We are getting ready to purchase a gas insert for our living room upstairs. We are debating between a Heat n Glo GRAND-I35-SP and the Valor Legend g3.5/g4. Our insert size is 35" x 27" so it is a large opening.

When looking at both of the fireplaces, the heat n glo fireplace has a fan and we noticed that the Valor fireplace does not require one. We live in Montana and will be using this to heat the upstairs along with a gas furnace we have in our basement.

I am posting pictures of our living room area and the fireplace opening itself. We will be cutting the sheet rock around it and installing a cement backing along with  tiles with a hearth when we get the insert complete.

Any recommendations out there on which is better? It seems to me we are in the same price range for both as we consider them.


----------



## McGoo_365 (Jan 29, 2017)

Valor is a Cadillac fireplace.  Great radiant heat.  The blower is optional. In this case get it.  You won't be disappointed with the fireplace. The turn down with the gas valve is second to none. Works great on milder days. 

Sent from my SM-G930W8 using Tapatalk


----------



## McGoo_365 (Jan 29, 2017)

How cold is the average temperature in winter there?

Sent from my SM-G930W8 using Tapatalk


----------



## McGoo_365 (Jan 29, 2017)

If you're not planning on building a hearth get a four-sided surround. If you are planning on building a hearth get the Clearview front with the Vienna feet. 
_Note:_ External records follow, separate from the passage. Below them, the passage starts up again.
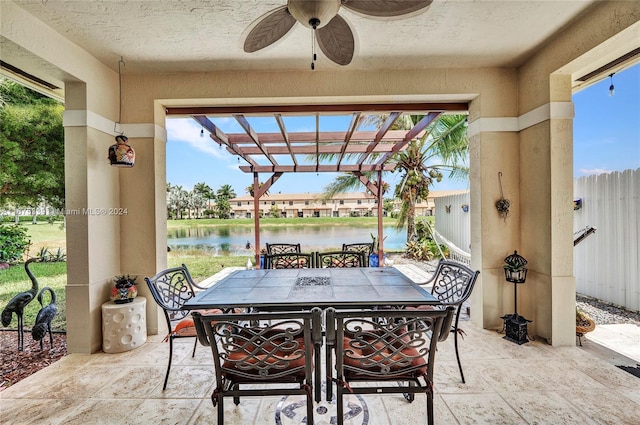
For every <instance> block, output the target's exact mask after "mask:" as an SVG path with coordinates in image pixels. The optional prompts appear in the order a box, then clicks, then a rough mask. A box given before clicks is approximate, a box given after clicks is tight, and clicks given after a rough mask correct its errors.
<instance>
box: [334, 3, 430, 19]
mask: <svg viewBox="0 0 640 425" xmlns="http://www.w3.org/2000/svg"><path fill="white" fill-rule="evenodd" d="M432 2H433V0H344V1H343V2H342V6H344V7H346V8H347V9H349V10H353V11H354V12H359V13H362V14H364V15H369V16H379V17H383V18H385V17H390V16H400V15H406V14H407V13H412V12H416V11H418V10H421V9H425V8H427V7H429V6H430V5H431V3H432Z"/></svg>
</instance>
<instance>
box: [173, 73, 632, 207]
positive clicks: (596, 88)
mask: <svg viewBox="0 0 640 425" xmlns="http://www.w3.org/2000/svg"><path fill="white" fill-rule="evenodd" d="M610 84H611V80H610V79H609V78H608V77H607V78H605V79H603V80H601V81H599V82H598V83H596V84H593V85H592V86H590V87H588V88H586V89H584V90H581V91H579V92H577V93H575V94H574V96H573V102H574V105H575V114H576V115H575V118H574V122H573V127H574V139H573V141H574V177H576V178H577V177H581V176H586V175H591V174H601V173H608V172H612V171H621V170H625V169H636V168H638V167H640V64H637V65H635V66H633V67H631V68H628V69H626V70H624V71H621V72H619V73H616V74H615V75H614V76H613V84H614V86H615V94H614V95H613V96H609V85H610ZM336 121H340V120H339V119H335V120H334V121H333V122H328V123H327V126H328V127H329V126H331V125H333V124H336ZM214 122H216V124H217V125H219V126H220V128H221V129H222V130H223V131H225V132H228V133H240V132H242V130H241V129H240V127H239V125H238V124H237V123H236V122H235V120H225V121H214ZM252 125H253V126H254V127H255V128H256V130H257V131H258V132H264V131H278V130H277V127H276V124H275V120H273V119H272V118H261V119H259V120H258V122H255V121H252ZM322 125H323V123H322V122H321V126H322ZM286 127H287V130H288V131H290V132H293V131H310V130H313V127H309V121H308V120H305V119H302V118H289V120H288V121H287V122H286ZM340 128H344V124H343V125H340ZM326 129H329V128H326ZM200 130H201V127H200V125H199V124H198V123H197V122H196V121H195V120H193V119H192V118H171V119H169V120H167V181H168V182H169V183H171V184H173V185H181V186H182V187H183V188H184V189H187V190H191V189H192V188H193V186H194V185H195V184H196V183H200V182H205V183H206V184H208V185H209V186H210V187H211V188H213V189H214V190H217V189H218V188H219V187H220V186H222V185H224V184H229V185H231V186H232V187H233V188H234V190H235V192H236V194H237V195H238V196H240V195H245V194H246V190H245V188H246V187H247V186H249V185H250V184H252V183H253V180H252V179H253V177H252V174H247V173H243V172H241V171H240V170H239V169H238V165H246V163H245V162H244V160H240V161H238V158H237V157H236V156H233V155H231V154H229V153H228V152H227V151H226V149H224V148H220V147H218V145H217V144H216V143H214V142H213V141H212V140H211V139H210V138H209V137H208V135H207V134H206V132H205V137H200ZM337 175H338V174H336V173H319V174H316V173H285V174H284V175H283V176H282V177H281V178H280V179H279V180H278V181H277V182H276V183H275V184H274V186H273V187H272V188H271V193H278V192H281V193H317V192H322V191H323V189H324V187H325V186H326V185H327V184H329V183H330V182H331V181H332V180H333V179H334V178H335V177H336V176H337ZM267 177H269V176H267V175H266V174H265V175H264V178H263V175H261V176H260V179H261V181H263V180H265V179H266V178H267ZM393 177H397V174H393V175H391V176H387V177H385V180H386V181H389V183H391V184H392V185H393V184H394V180H393ZM466 188H467V183H466V182H456V181H449V180H448V179H444V180H443V181H442V182H440V183H436V184H435V185H434V186H433V188H432V190H456V189H466Z"/></svg>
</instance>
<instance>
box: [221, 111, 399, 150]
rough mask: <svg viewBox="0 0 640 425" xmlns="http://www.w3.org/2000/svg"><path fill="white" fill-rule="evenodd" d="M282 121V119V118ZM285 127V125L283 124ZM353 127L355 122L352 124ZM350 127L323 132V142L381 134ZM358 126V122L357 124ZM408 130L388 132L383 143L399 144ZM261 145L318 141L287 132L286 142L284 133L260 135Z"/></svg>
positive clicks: (242, 142)
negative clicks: (286, 142) (353, 124)
mask: <svg viewBox="0 0 640 425" xmlns="http://www.w3.org/2000/svg"><path fill="white" fill-rule="evenodd" d="M274 117H276V121H278V118H277V117H282V116H281V115H274ZM280 119H281V118H280ZM283 125H284V124H283ZM351 125H353V122H352V124H351ZM351 125H350V126H349V130H347V131H346V132H345V131H324V132H322V133H321V134H322V142H344V141H345V140H353V141H354V142H370V141H372V140H374V139H375V138H376V135H377V134H378V133H379V132H378V131H373V130H364V131H362V130H361V131H356V130H355V128H353V129H352V128H351ZM356 125H357V122H356ZM406 132H407V131H406V130H390V131H388V132H387V133H386V134H385V135H384V137H382V138H381V139H380V140H381V141H388V142H397V141H401V140H403V139H404V135H405V134H406ZM259 136H260V143H263V144H283V143H286V140H288V141H289V142H290V143H291V145H292V146H293V145H296V144H299V143H314V142H315V140H316V133H315V132H313V131H308V132H287V133H286V140H285V136H283V134H282V131H281V132H280V133H260V135H259ZM227 137H228V138H229V143H232V144H243V143H244V144H250V143H254V141H253V139H251V137H250V136H249V135H248V134H245V133H230V134H227Z"/></svg>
Sent from my SM-G930W8 using Tapatalk


----------



## Heidik (Jan 29, 2017)

McGoo_365 said:


> How cold is the average temperature in winter there?
> 
> Sent from my SM-G930W8 using Tapatalk



It has gotten down to -40 this year, but that is not for a long time period. It is below 0 for at least a month every year.


----------



## McGoo_365 (Jan 29, 2017)

Heidik said:


> It has gotten down to -40 this year, but that is not for a long time period. It is below 0 for at least a month every year.


Wow that's cold. Also check out the montigo 34FID more BTUS also with a remote with smart thermostat and fan control and up lighting in the firebox.

http://www.montigo.com/index.php?page=show-product&c=inserts&series=I-Series

Sent from my SM-T800 using Tapatalk


----------